La Cina prenderà “misure adeguate” se il governo britannico procederà con il suo piano di facilitare il regime dei visti verso gli abitanti di Hong Kong dotati dello status di ‘British overseas’, in modo di aprire per loro la strada verso la piena cittadinanza del Regno: lo ha reso noto oggi l’ambasciata cinese a Londra. Boris Johnson ha confermato ieri alla Camera dei Comuni le intenzioni del governo in risposta all’introduzione da parte di Pechino della legge sulla sicurezza nazionale nell’ex colonia.

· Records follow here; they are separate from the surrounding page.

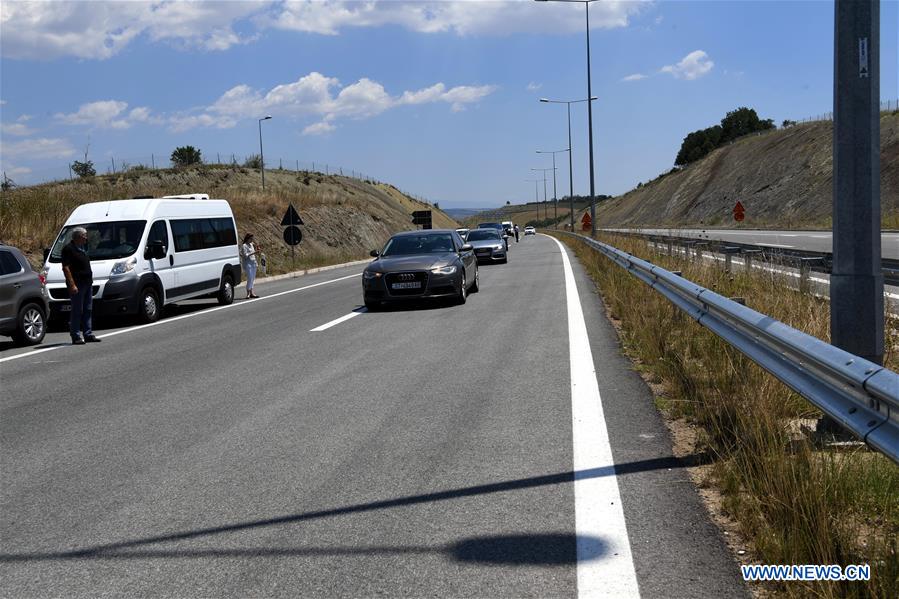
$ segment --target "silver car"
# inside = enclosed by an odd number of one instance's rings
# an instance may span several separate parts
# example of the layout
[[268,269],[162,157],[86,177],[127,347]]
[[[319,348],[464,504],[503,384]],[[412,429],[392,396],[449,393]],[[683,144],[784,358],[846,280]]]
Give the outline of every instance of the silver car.
[[16,248],[0,244],[0,335],[37,345],[47,332],[47,287]]
[[478,262],[505,264],[509,261],[506,240],[496,229],[472,229],[468,232],[467,241],[474,249],[474,255]]

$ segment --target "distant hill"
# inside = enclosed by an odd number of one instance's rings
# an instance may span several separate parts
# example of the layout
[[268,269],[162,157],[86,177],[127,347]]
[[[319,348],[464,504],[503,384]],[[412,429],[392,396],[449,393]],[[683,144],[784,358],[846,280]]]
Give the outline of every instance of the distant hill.
[[[750,135],[597,208],[600,226],[830,228],[833,123]],[[881,115],[884,228],[899,228],[899,113]],[[739,201],[746,219],[732,210]]]
[[457,221],[463,221],[469,216],[474,216],[490,208],[444,208],[443,211]]
[[93,180],[58,181],[0,192],[0,240],[20,247],[37,266],[72,210],[83,203],[135,196],[208,193],[231,203],[241,236],[252,231],[270,271],[290,267],[281,238],[289,203],[305,225],[297,246],[298,267],[366,257],[397,231],[411,230],[415,210],[431,210],[434,228],[455,228],[444,212],[410,198],[393,185],[316,172],[268,170],[262,191],[258,169],[203,165],[182,169],[136,169]]

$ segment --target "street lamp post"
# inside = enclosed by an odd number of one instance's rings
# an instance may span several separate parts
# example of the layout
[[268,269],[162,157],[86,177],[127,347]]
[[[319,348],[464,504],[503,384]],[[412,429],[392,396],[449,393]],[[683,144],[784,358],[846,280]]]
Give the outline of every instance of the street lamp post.
[[[555,162],[555,161],[554,161]],[[552,168],[532,168],[532,171],[540,171],[543,173],[543,218],[549,218],[549,207],[546,205],[546,171],[553,171],[553,176],[555,177],[556,167]],[[537,216],[540,216],[540,208],[537,208]]]
[[262,154],[262,121],[267,121],[272,118],[272,115],[266,115],[259,119],[259,166],[260,171],[262,171],[262,190],[265,191],[265,158],[263,158]]
[[540,179],[525,179],[525,181],[534,182],[534,205],[537,206],[537,216],[540,216],[540,192],[537,191],[537,183],[540,183]]
[[[592,103],[597,98],[591,96],[589,98]],[[583,100],[550,100],[548,98],[540,98],[541,102],[546,104],[565,104],[568,107],[568,209],[571,216],[571,230],[574,231],[574,169],[572,168],[572,151],[571,151],[571,105],[578,102],[586,102],[588,98]]]
[[[569,140],[570,141],[570,140]],[[538,154],[552,154],[553,155],[553,218],[559,218],[559,196],[556,191],[556,154],[560,154],[561,152],[568,152],[569,158],[571,154],[571,148],[565,150],[537,150]],[[571,167],[571,161],[568,162],[569,168]],[[569,177],[571,173],[568,174]]]
[[[537,2],[573,2],[584,5],[587,15],[587,97],[593,98],[590,81],[590,3],[595,0],[536,0]],[[596,236],[596,186],[593,174],[593,102],[587,102],[587,132],[590,139],[590,219],[591,235]]]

A Washington la Camera Usa approva il progetto di legge che autorizza sanzioni contro le banche che fanno affari con i funzionari cinesi coinvolti nella legge per le sicurezza nazionale a Hong Kong. La misura passa ora in Senato, che ha approvato un testo simile ma non identico nei giorni scorsi. Se verrà approvata arriverà sul tavolo di Donald Trump.
Intanto l’ordine degli avvocati di Hong Kong torna a criticare la legge sulla sicurezza nazionale imposta dalla Cina sull’ex colonia britannica entrata in vigore martedì, dicendosi “fortemente preoccupato” e mettendo in guardia dal pericolo di perdita dell’autonomia giudiziaria e delle libertà finora garantite. I timori, secondo una nota diffusa questa mattina, tengono conto “sia dei contenuti della legge sia i modi della sua introduzione”.
Ieri la polizia di Hong Kong ha eseguito i primi arresti per le violazioni alla legge sulla sicurezza nazionale cucita su misura dalla Cina per l’ex colonia: poche ore dopo la sua entrata in vigore, migliaia di persone si sono comunque riversate a Causeway Bay e Wan Chai, sfidando i divieti a manifestare e le nuove pesantissime sanzioni previste. In tarda serata, il bilancio stilato dalle forze dell’ordine ha fatto emergere circa 370 arresti soprattutto per manifestazione illegale. Ma 10 tra questi (6 uomini e 4 donne) sono stati fermati per le contestazioni legate alla controversa normativa, accusa ora punita con pene più severe in base alla nuova legge.